Reply: Android: Netrunner:: General:: Re: Netrunner OCTGN Tournament: 1

by kingjames01

hollis wrote:

I'm pretty sure what you've said so far hasn't been in dispute (neither by my probably-incorrect formula, nor FileAccess's).

But I was interested in how to calculate a player's chance of winning when playing a specific side if:

A) You know Player 1's skill relative to player 2's
B) You know Player 1's overall win rate against Player 2 (assume equal number of games played on side A and side B)
C) You know Side A's chance of winning when two equally skilled opponents face off (even if P1 and P2 are not equally skilled themselves)

You're addressing what a player's overall win rate will be, but not what their win rate will be when only playing a specific side of the game.

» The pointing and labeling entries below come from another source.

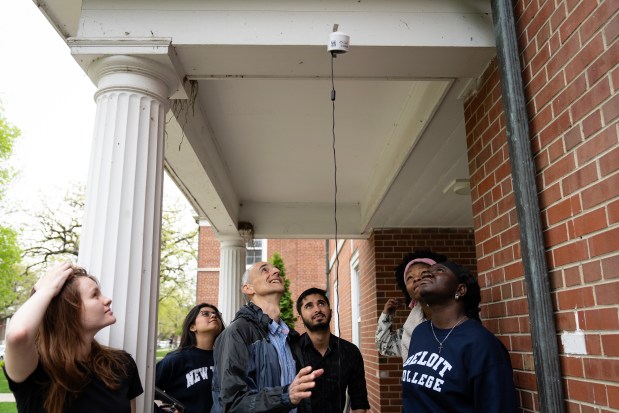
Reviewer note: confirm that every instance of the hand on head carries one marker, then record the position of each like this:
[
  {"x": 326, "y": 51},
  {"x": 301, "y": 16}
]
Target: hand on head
[
  {"x": 52, "y": 282},
  {"x": 301, "y": 386}
]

As far as I can tell, your math looks right for the case of overall win rate.

It could be that my question is ill-defined. However, I have not thought of a way to prove that (yet). My guess is it's not ill-defined.

I've actually addressed this but only for the case where:

A) Player 1's skill is equal to player 2's
B) This is irrelevant if both players are equally skilled as the math shows
C) The chances of Faction C winning when two equally skilled players compete is defined as I.

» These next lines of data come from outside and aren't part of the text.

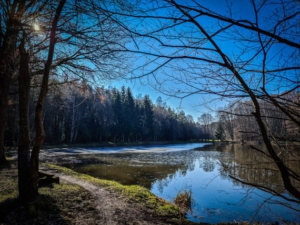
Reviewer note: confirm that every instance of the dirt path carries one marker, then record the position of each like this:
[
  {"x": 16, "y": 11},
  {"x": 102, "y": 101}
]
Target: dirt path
[{"x": 114, "y": 209}]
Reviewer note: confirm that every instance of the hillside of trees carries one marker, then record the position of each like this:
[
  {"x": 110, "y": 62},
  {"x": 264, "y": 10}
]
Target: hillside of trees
[{"x": 78, "y": 113}]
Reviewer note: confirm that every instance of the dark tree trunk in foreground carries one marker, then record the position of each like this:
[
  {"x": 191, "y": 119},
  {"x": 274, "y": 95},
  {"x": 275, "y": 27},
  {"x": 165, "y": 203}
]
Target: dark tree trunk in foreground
[
  {"x": 39, "y": 130},
  {"x": 24, "y": 131},
  {"x": 4, "y": 90}
]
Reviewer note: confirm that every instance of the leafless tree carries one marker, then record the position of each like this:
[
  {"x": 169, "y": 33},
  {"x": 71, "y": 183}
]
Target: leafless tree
[{"x": 224, "y": 53}]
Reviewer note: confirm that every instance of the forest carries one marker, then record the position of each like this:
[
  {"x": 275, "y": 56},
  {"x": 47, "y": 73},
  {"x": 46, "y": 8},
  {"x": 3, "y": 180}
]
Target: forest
[{"x": 78, "y": 113}]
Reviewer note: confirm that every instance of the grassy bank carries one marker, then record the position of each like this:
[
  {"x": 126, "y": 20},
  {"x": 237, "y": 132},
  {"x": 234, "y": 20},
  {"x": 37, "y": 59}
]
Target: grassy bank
[
  {"x": 70, "y": 204},
  {"x": 116, "y": 144}
]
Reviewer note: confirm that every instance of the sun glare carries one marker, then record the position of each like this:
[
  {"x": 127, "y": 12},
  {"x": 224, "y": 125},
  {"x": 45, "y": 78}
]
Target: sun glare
[{"x": 36, "y": 26}]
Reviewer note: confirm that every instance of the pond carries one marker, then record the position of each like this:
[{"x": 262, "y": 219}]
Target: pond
[{"x": 206, "y": 171}]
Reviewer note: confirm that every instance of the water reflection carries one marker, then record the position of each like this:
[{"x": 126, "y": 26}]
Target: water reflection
[{"x": 205, "y": 172}]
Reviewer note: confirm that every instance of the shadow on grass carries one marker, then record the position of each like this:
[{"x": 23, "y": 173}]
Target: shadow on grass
[{"x": 43, "y": 211}]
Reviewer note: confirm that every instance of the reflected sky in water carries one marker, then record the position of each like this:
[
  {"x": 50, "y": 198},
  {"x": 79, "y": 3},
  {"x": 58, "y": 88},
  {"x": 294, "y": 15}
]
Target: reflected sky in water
[{"x": 216, "y": 197}]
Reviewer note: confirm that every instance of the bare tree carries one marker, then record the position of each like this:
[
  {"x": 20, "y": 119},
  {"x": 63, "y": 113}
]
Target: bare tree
[{"x": 195, "y": 48}]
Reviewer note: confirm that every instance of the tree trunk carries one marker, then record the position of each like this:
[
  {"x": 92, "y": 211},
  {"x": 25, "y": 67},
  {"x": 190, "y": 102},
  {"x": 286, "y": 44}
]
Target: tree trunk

If you only want 1 game using a specific side, then make that number equal to 1 and the other number equal to 0.

For example, suppose you and I are equally matched. You play as Faction C which gives you an intrinsic advantage 70% of the time. Further suppose that we only play 1 match under these conditions.

Then

Win Percentage = E / N
               = E / (N_C + N_R)
               = (N_C * I + N_R * (1 - I)) / (N_C + N_R)
               = (1 * 0.70 + 0 * (1 - 0.70)) / (1 + 0)
               = 0.70
               = 70%

Once I find some more time to continue my proof, I'll express the general relationship.

It's just as simple but the individual terms are modified.